旅の途中で、お加津が怪我をした時に助言をしてくれたお以登、お紺、荷物持ちの正次郎と再会した九郎は、上方へ帰る彼女らと共に伊勢を目指すことになる。
後半になると、なぜ花沢屋は男ではなく幼女を選んだのか、なぜ江戸まで迎えにこなかったのか、なぜ伊勢で会おうとするのか、お以登たちが九郎たちと合流したのは偶然か計画か、お以登は結の敵か味方かといった謎が物語を牽引していく。愛らしい妖たちが活躍するミステリ〈しゃばけ〉シリーズの著者らしく、随所に怪談めいたエピソードがちりばめられ、謎の解明も鮮やかなので終盤の展開には驚かされるはずだ。
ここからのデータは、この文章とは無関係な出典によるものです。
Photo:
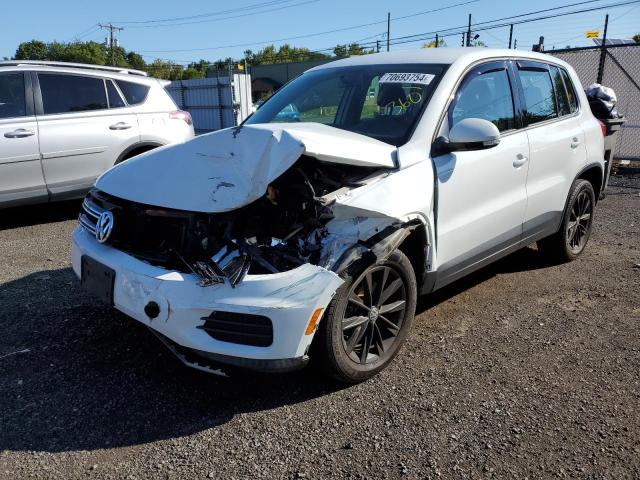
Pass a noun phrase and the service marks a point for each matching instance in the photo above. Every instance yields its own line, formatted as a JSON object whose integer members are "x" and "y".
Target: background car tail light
{"x": 181, "y": 115}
木村屋の三男に生まれた九郎は家が継げず、将来の選択肢が婿養子に行くか、他で仕事を見つけるかくらいしかない現状に不満を抱いていた。将来の展望が見通せない不安は現代の若者と近いだけに、九郎に共感する読者は少なくないのではないか。だが旅の途中で上方の商家の事情に詳しいお以登から話を聞いた九郎は、結がなる家付き娘にも、番頭や手代にも不自由があるということを知る。立場は違うが将来に不安を感じていた人たちが、旅での出会いと経験を通して新たな一歩を踏み出すラストからは勇気と希望がもらえる。